La tarde iba cayendo en el profundo sueño de la noche, el sol apenas asomaba por el horizonte despidiéndose, alzando sus últimos rayos como si dijera hasta mañana. El frío empezaba a filtrarse por la piel. Aquellas mujeres se abrazaron, cogieron sus bidones amarillos cargados de agua y desaparecieron caminando lentamente hacia sus casas. Me quede aterido, sentado, sin poder hablar, viendo como sus siluetas oscuras se recortaban en el fondo de la plaza y desaparecían. En ese momento no podía pensar, todo el pensamiento ya había sido dicho, no quedaban palabras que añadir.
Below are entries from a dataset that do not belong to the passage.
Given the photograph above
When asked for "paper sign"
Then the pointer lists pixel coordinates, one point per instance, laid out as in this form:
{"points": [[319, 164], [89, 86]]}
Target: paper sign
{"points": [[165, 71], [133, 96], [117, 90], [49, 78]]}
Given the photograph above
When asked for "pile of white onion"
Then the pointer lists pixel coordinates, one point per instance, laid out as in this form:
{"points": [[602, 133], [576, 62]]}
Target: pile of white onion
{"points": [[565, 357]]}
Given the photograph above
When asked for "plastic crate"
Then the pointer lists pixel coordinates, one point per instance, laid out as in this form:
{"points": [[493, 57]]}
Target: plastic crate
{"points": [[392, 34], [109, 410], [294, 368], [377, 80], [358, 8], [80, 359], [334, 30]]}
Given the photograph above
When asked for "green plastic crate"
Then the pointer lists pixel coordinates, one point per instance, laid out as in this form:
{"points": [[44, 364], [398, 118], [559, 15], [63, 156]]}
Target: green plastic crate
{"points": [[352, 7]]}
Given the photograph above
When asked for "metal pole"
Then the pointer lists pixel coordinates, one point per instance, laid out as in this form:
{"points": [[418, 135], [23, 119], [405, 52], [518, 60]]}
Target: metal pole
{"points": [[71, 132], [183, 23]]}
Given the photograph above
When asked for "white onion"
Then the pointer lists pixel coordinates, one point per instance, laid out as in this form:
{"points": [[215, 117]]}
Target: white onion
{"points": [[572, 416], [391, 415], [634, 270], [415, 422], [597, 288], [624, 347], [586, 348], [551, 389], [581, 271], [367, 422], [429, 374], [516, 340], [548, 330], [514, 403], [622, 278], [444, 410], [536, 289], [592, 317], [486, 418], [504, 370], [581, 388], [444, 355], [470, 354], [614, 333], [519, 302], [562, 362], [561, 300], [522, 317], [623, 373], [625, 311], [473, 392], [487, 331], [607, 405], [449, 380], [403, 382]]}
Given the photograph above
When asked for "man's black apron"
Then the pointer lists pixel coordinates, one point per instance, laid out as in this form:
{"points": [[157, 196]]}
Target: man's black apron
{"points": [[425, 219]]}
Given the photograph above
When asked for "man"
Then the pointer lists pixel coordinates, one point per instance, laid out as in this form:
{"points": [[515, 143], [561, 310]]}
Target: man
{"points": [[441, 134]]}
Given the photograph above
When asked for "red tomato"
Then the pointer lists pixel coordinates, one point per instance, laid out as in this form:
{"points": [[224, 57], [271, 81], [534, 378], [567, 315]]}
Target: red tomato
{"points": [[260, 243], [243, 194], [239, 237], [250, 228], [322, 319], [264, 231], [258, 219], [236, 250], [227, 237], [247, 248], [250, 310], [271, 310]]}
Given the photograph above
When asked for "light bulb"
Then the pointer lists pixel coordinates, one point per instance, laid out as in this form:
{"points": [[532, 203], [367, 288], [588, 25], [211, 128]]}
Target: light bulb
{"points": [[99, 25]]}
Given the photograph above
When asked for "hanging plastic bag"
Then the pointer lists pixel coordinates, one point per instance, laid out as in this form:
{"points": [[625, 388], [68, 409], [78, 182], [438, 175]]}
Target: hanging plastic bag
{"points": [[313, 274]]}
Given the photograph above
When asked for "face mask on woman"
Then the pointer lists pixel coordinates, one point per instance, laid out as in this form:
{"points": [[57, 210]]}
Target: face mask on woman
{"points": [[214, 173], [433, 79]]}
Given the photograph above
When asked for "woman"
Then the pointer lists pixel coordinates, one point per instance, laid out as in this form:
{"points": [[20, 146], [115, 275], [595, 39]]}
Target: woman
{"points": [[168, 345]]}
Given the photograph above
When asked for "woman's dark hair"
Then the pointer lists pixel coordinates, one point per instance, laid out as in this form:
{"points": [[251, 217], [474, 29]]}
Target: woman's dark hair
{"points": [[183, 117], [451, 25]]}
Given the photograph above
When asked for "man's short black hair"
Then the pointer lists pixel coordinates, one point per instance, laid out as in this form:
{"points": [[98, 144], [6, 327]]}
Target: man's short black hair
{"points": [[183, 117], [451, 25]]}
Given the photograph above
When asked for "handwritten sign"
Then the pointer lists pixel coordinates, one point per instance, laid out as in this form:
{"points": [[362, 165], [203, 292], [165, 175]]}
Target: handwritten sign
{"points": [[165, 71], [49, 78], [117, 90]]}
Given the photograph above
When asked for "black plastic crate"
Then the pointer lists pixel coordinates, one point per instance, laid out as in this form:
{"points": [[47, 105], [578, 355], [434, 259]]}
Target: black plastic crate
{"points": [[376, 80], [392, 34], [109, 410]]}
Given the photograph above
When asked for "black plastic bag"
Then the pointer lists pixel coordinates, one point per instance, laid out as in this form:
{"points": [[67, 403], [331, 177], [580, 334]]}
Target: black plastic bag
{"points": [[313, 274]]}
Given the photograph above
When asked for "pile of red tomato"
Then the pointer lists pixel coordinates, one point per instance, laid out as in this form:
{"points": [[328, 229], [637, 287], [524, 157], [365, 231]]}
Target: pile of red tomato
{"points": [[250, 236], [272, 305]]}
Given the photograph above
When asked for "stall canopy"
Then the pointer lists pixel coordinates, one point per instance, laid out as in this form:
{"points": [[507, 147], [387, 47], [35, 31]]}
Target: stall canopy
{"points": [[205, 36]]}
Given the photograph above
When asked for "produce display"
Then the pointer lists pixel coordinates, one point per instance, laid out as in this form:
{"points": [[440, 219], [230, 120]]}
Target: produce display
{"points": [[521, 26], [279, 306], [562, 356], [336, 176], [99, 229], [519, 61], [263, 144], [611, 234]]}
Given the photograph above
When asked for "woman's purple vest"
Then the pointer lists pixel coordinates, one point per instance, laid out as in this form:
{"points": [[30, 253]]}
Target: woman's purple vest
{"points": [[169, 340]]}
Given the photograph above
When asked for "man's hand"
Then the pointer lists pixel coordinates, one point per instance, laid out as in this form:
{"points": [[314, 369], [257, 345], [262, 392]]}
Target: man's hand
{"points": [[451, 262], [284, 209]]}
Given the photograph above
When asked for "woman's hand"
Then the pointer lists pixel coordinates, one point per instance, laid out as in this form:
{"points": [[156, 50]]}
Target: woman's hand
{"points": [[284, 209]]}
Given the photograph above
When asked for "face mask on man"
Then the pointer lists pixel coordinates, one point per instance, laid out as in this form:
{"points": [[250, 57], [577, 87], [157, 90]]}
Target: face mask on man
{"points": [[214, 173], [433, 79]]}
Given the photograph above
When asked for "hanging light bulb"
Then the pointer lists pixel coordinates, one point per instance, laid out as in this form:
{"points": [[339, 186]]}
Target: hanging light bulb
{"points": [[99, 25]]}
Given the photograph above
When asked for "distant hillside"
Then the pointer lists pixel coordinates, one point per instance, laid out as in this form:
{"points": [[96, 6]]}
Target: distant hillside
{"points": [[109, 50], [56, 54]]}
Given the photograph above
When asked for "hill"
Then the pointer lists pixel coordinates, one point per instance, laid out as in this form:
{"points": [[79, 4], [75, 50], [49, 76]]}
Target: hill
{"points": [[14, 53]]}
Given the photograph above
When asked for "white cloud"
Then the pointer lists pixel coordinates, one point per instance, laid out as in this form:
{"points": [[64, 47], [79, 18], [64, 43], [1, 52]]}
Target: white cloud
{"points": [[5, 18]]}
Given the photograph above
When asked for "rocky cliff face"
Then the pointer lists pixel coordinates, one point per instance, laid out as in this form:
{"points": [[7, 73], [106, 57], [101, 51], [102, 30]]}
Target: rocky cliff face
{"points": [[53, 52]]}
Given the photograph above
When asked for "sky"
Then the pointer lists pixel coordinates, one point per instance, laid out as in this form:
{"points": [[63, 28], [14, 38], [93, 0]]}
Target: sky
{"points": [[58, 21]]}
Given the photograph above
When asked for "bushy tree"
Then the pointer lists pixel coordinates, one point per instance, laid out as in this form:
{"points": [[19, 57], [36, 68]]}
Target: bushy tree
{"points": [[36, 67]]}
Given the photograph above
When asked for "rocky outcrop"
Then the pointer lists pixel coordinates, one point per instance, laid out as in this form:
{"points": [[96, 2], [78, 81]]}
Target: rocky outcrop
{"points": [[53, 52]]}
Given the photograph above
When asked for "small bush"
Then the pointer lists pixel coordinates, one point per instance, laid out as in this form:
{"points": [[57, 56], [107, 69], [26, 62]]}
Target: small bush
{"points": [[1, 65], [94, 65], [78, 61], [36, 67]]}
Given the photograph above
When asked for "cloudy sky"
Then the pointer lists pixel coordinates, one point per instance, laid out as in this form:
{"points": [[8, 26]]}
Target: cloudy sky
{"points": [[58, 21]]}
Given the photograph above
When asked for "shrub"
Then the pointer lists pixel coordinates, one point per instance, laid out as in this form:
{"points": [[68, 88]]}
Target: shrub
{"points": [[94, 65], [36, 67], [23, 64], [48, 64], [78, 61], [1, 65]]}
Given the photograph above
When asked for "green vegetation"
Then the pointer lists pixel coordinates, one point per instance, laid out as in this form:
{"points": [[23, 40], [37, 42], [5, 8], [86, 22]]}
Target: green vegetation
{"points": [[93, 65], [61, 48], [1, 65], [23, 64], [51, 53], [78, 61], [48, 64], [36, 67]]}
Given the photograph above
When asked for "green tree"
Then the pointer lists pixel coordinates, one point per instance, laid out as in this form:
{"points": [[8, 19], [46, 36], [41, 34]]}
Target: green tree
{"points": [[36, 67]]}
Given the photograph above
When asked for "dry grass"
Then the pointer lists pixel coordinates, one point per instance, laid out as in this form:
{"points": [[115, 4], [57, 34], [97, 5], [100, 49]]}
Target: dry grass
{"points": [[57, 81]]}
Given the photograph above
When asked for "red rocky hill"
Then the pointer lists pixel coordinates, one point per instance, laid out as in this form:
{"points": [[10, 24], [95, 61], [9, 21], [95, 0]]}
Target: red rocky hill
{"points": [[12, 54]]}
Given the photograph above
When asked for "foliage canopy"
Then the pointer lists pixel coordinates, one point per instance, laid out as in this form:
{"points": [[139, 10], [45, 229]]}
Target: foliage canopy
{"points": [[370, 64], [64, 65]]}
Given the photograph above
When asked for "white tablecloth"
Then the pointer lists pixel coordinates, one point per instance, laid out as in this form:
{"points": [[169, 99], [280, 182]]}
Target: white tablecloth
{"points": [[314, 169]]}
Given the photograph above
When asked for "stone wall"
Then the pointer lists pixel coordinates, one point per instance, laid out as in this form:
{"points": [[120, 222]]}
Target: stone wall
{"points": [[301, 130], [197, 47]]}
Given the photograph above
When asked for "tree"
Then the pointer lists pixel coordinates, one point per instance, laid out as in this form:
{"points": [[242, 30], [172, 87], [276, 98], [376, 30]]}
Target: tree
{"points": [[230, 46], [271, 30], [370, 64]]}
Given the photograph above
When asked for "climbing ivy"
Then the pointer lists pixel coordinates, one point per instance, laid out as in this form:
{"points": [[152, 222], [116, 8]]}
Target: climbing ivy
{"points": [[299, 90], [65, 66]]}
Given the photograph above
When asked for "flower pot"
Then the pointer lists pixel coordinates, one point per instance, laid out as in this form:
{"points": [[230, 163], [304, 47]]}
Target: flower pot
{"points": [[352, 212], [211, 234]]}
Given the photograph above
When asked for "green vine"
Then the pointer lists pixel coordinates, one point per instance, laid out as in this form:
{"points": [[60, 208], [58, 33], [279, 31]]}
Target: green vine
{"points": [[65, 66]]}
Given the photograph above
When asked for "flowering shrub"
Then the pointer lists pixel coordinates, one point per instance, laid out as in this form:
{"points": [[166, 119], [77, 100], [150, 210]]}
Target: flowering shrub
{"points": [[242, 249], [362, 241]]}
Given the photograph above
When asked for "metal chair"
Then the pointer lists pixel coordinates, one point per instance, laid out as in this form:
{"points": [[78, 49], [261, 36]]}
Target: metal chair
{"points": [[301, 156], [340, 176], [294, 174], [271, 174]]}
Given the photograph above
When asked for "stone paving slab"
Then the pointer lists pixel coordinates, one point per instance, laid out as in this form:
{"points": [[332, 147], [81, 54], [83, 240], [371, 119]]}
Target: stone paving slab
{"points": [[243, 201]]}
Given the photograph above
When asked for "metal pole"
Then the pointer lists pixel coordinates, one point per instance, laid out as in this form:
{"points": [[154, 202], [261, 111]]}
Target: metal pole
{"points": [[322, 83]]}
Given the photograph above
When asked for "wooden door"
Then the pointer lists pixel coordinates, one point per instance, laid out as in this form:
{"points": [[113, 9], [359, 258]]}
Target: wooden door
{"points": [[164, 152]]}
Miré hacia arriba y pude ver la copa de la acacia como una mancha oscura, como una cabellera rizada y alborotada sobre la cabeza de un gigante. Cerré los ojos como para comprobar que seguía despierto, o vivo, y me levanté. No notaba las piernas que se habían acostumbrado a la inmovilidad, estuve quieto todo el tiempo para no romper en encantamiento de aquellas apariciones, para no alterar su discurso que me había cautivado. No sé si he sabido traducir lo que dijeron, si eran esas sus palabras o quizás perdí algún matiz, es posible que con el tiempo haya podido cambiar sus palabras pero no su significado. En aquel lugar bajo la acacia abrí los ojos a un mundo nuevo, vi con otros ojos, me sentí vivo y a la vez extrañamente ausente de mi realidad. Sé con certeza que lo que escuché fue dicho en aquel lugar, son testigos el 
aire y los árboles que allí seguirán incluso tras mi muerte.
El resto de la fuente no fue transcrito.